Proof of an integral identity involving $\sin(\pi\omega) \sin(\omega x)/\omega$

Question

I have to prove that, $$\int_0^\infty \frac{\sin(\pi\omega)}{\omega}\cdot \sin(\omega x) \,\textrm{d}\omega = \begin{cases}\frac{\pi \sin (\pi x)}{2} & 0 \leq x \leq \pi \\\\ 0 & x \gt \pi \end{cases}$$

What I can see is it is in the form of Fourier sine integral, How should I do it?

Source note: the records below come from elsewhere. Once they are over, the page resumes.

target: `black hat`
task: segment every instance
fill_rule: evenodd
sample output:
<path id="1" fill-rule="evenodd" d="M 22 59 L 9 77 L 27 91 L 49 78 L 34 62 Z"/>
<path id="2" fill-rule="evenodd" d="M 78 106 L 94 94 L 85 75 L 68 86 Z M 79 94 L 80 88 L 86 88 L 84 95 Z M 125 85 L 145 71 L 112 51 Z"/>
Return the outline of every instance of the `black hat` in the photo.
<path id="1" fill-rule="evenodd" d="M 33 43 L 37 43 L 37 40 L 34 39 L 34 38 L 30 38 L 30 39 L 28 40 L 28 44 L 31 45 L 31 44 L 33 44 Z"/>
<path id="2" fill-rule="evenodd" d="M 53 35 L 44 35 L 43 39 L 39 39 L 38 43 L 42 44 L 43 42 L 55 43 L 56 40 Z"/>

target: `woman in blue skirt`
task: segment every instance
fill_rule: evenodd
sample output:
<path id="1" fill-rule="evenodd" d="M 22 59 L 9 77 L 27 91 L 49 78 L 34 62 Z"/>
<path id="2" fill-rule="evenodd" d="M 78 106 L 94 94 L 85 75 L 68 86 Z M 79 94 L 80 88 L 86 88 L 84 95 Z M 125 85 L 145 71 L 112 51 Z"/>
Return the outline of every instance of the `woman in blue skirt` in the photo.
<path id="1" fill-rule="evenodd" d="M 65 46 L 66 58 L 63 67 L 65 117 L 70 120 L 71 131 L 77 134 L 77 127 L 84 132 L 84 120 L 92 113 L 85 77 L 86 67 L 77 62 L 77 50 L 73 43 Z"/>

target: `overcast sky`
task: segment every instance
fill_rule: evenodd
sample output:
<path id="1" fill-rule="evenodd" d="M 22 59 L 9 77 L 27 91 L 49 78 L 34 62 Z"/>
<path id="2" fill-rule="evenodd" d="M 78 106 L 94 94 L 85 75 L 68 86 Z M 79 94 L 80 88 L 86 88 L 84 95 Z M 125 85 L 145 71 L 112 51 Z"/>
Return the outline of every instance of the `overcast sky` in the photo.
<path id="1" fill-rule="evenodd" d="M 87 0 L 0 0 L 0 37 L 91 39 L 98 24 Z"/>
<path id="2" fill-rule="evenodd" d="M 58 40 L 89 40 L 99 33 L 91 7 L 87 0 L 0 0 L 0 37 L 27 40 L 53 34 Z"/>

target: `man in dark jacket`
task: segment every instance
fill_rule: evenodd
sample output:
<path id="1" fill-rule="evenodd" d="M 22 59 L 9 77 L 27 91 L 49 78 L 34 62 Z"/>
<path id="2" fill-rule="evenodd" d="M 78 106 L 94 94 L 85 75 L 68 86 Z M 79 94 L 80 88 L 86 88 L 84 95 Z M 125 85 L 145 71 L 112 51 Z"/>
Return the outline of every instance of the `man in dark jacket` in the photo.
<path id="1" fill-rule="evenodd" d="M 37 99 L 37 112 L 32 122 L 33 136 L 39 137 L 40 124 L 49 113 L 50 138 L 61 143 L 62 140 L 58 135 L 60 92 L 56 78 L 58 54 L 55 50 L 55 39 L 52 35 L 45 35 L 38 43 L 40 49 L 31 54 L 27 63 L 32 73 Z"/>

I just compared with Fourier Sine integral

$$f(x) = \int_0^\infty B(\omega) \sin(\omega x) \,d\omega$$

where $$B(\omega) = \frac{2}{\pi} \int_0^\pi\frac{\pi}{2} \sin (\pi t) sin(\omega t) \, dt$$

and see If i can get $$B(\omega) = \frac{\sin (\pi \omega)}{\omega}$$

but on integration it yields,

$$B(\omega) = \frac{1 + \cos (\omega\pi)}{2(1 + \omega)}$$

Answer 1

The answer you have is not correct. Using the Extended Frullani Integral, we have for $x\ne \pm\pi$

$$\begin{align} I&=\int_0^\infty\frac{\sin(\pi \omega)}{\omega}\sin(\omega x)\,d\omega\\\\ &=\frac12\int_0^\infty\frac{\cos((\pi-x) \omega)-\cos((\pi+x)\omega)}{\omega}\,d\omega\\\\ &=\frac12\int_0^\infty\frac{\cos(|\pi-x| \omega)-\cos(|\pi+x|\omega)}{\omega}\,d\omega\\\\ &=\frac12 \log\left(\left|\frac{\pi+x}{\pi-x}\right|\right) \end{align}$$